Well, the problem, as I see it, with writing this as a wrapper for File::Find is that that would be suboptimal for the most important use case, and that is perl one-liners (-pe and -ne). Also, for that matter, what this does and what File::Find do really only partially overlap, in that they both traverse directories... but that's about the end of it.

The ultimate intent of this is to DWIM when I say perl -mr -ne 'print if /foo/' *, and to not do anything silly in the process, like creating a list of every file on the file-system. Maybe I'm wrong, here, but I think that this is an important enough goal (both to do and to do well), that it outweighs the importance of reusing File::Find. Granted, I'm not saying that reuse shouldn't be involved... I sure as heck wouldn't want to reimplement File::Spec.

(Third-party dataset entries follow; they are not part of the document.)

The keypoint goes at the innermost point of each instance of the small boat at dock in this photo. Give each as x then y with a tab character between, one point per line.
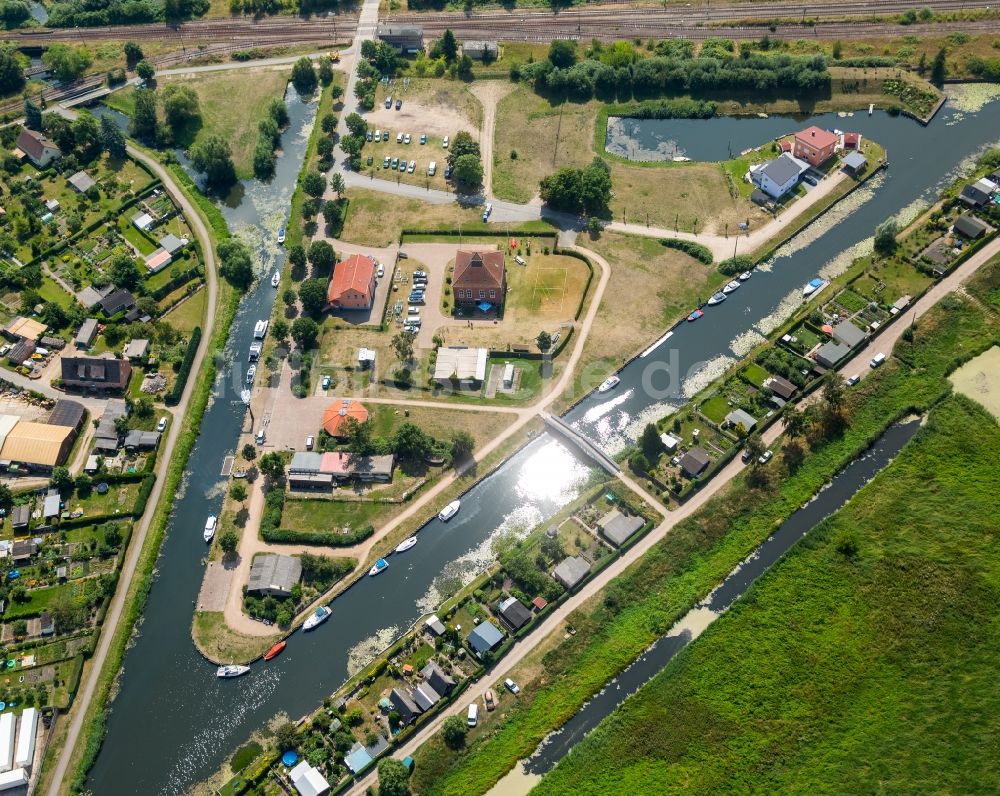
275	651
317	617
210	524
609	384
449	511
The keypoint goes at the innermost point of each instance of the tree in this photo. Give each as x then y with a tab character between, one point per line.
392	777
213	158
272	466
180	105
453	732
144	69
123	272
938	68
235	263
112	140
32	115
304	76
11	71
61	479
229	541
312	294
651	444
304	333
133	54
143	123
285	737
885	237
468	170
65	62
314	183
462	445
562	53
402	344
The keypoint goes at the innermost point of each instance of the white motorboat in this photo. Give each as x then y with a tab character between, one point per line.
449	511
210	524
609	384
813	286
317	617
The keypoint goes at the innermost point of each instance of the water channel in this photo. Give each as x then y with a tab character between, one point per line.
172	722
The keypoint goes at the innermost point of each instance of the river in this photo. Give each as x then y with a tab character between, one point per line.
173	723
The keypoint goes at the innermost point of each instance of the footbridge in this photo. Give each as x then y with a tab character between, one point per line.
591	450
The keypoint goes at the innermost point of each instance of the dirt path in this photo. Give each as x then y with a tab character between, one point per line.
92	676
524	646
489	92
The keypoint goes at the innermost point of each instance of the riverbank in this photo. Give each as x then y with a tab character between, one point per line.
695	556
76	751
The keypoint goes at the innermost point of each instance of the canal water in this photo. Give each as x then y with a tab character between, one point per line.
173	723
921	160
833	497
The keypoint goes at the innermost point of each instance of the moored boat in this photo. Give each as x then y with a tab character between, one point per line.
210	527
609	384
275	651
449	511
317	617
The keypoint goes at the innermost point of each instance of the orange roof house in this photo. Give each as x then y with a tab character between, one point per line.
814	145
479	277
352	284
336	415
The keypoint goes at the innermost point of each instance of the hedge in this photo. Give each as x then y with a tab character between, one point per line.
285	536
690	248
174	396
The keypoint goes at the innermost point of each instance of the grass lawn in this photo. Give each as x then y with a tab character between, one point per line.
861	671
188	314
376	219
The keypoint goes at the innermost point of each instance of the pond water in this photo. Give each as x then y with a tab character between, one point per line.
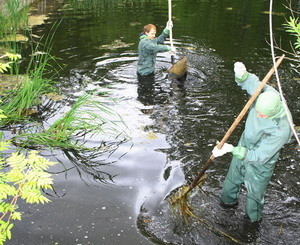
118	198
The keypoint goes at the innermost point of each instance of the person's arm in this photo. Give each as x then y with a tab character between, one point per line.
268	146
248	81
155	48
265	150
162	37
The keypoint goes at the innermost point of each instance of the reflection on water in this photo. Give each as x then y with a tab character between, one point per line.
186	120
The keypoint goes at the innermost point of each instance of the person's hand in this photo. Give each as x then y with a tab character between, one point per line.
239	69
220	152
173	50
169	24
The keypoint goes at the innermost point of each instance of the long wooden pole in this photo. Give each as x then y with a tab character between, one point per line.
235	123
171	31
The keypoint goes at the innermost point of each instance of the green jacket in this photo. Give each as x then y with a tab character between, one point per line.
147	52
263	137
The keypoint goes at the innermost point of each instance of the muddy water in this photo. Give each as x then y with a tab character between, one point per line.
118	198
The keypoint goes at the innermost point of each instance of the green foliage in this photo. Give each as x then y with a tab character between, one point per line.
87	116
21	177
6	65
293	26
12	17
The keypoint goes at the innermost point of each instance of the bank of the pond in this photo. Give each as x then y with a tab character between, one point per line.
173	128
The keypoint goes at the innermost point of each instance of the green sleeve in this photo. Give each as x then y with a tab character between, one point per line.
239	152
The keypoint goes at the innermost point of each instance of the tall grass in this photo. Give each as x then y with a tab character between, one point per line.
13	16
26	96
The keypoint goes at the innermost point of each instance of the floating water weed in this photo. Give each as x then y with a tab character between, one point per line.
86	117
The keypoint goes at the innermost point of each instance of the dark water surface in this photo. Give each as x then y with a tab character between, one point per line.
173	128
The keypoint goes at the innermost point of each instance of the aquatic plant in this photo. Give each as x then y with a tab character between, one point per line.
13	16
86	117
19	104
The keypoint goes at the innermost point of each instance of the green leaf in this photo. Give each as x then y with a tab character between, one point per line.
4	67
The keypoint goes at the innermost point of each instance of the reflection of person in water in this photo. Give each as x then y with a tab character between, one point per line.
146	89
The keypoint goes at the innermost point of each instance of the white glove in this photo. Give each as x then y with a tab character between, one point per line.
169	24
239	69
220	152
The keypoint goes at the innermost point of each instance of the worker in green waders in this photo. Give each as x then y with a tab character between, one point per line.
149	46
266	131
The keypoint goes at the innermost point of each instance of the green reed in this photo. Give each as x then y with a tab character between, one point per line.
86	116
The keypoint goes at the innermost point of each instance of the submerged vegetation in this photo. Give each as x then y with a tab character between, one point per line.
87	116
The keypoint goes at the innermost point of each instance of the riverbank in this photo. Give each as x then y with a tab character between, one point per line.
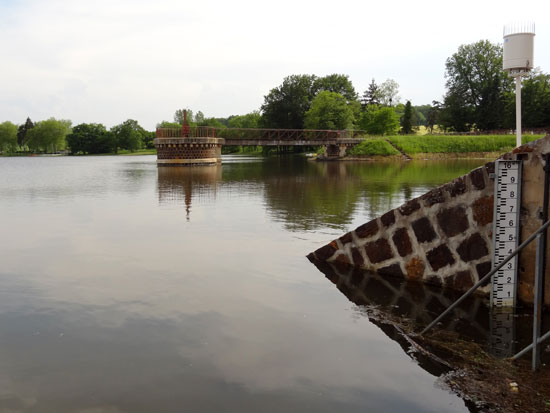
435	147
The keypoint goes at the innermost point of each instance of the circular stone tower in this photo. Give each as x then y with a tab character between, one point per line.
187	146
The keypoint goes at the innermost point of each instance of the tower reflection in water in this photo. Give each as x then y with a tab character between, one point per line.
177	185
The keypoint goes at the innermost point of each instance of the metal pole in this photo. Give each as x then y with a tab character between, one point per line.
486	277
537	301
518	110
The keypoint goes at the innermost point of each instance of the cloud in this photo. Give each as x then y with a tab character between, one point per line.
108	61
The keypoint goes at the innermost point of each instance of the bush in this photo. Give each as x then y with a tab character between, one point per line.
372	147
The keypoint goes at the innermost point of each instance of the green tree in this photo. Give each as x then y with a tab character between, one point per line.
476	86
337	83
286	105
379	121
250	120
432	117
8	137
389	92
91	138
535	100
48	135
129	135
406	121
329	110
372	95
22	132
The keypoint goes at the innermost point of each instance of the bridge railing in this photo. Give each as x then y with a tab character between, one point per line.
192	131
259	134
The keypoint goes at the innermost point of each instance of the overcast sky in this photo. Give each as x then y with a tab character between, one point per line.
105	61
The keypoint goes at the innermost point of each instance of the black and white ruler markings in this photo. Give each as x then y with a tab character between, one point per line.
506	231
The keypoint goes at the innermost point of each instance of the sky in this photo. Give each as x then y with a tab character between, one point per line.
105	61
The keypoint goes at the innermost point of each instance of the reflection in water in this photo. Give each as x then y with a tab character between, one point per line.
176	184
415	301
307	196
496	329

Really, what it comes down to is that File::Find implements a "push" interface from the file-system... that is, File::Find pushes file names into your code (because you give it a code-ref as an entry-point for your code). The thing is, though, that perl -ne or perl -pe would need a "pull" interface. That is, they translate to while (<>) { ... }. Which, itself, is essentially:

while (@ARGV) { $ARGV = shift @ARGV; open ARGV, $ARGV or warn("Couldn't open $ARGV: $!\n"), next; while (<ARGV>) { ... } }
Now, to look at that code, you can see that it is definitely trying to pull filenames out of @ARGV... so the easiest way to implement an interface on that is to tie a behavior to reading from @ARGV... which is exactly what I've done.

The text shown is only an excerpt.